If you’ve already discovered the best surfing beaches in Asia, you’ll want to head to Portugal for the following surfing fact. Praia do Norte in Nazaré, Portugal, is a unique natural phenomenon that has led to several Guinness World Records, such as the largest wave ever surfed and the largest wave surfed by a woman. The large waves result from several factors, including wave convergence and a nearby water channel. Its waves are also so powerful that it has been given the moniker “the surfboard-breaking machine.”

  • The Deadliest Wave Can Be Found in Oahuphotography-of-barrel-wave

The following information might be less than thrilling for surfers. However, the rush of adrenaline from this surfing fact is irresistible.

Oahu’s Pipeline, also known as the Banzai Pipeline, is commonly regarded as the world’s deadliest surf break. It wasn’t until the 20th century that surfers started attempting the Pipeline because of its speed and hollowness. Before, there was no way a surfboard measuring 10 feet would fit.
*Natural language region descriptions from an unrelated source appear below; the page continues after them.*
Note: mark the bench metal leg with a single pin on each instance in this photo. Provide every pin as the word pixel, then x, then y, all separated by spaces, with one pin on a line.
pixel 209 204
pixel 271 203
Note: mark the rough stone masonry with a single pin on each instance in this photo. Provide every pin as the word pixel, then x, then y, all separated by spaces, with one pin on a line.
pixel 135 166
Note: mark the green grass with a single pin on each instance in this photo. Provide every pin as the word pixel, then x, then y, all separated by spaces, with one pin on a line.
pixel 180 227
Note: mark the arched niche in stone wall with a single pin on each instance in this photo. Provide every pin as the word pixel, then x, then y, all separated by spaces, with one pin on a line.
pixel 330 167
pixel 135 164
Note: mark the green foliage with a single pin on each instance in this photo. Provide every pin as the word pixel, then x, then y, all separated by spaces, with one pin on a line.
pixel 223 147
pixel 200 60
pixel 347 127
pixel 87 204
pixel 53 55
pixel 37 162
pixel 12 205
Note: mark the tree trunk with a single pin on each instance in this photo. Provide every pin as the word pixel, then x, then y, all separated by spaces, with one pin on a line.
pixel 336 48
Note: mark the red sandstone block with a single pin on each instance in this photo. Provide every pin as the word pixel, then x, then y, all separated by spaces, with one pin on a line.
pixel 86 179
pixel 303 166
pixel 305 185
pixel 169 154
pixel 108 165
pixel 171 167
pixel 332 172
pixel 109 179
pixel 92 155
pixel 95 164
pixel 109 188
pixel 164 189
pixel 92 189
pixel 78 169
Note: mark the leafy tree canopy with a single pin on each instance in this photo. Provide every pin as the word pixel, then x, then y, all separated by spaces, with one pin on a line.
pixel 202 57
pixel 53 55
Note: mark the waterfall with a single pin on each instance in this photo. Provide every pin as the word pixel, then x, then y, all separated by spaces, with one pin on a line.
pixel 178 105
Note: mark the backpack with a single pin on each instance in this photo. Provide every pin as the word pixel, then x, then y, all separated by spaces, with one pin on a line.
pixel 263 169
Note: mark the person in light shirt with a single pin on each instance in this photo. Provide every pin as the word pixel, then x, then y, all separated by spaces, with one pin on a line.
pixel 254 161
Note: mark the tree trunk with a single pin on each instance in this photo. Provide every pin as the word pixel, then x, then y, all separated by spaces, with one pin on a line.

Now that surfboards are shorter and more maneuverable, surfers now consider Oahu as one of the best destinations for tube surfing. Even so, it remains one of the deadliest waves to ride.

  • Dogs Can Compete in Surfing Competitions

Did you know dogs can surf too? What an interesting fact about surfing!

Each year in the summer, Northern California hosts the World Dog Surfing Championship. The competition isn’t just a sporting and entertainment extravaganza; it’s also benefiting a worthy cause. Part of the money from the event will be given to groups supporting surfing, dogs, and the environment.

In 2016, the creator of the book “The Dog’s Guide to Surfing” proposed the first-ever Surf Dog competition. The event’s success sparked parallel dog surfing competitions worldwide. But because of the COVID-19 pandemic, the annual championships had to be postponed in 2020 and 2021. The World Dog Surfing Championship returned to the oceans in 2022, where many canines and their owners rode the waves for victory and honor.

Start Your Wave-Riding Adventure With These Surfing Facts

It’s undeniable that surfing is a very intriguing sport. Unsurprisingly, many folks are keen to get their surf on and figure out how to ride the waves. However, these facts about surfing are just the tip of the iceberg. There’s a wealth of information online but keep these facts in mind if you’re considering surfing as your new favorite sport!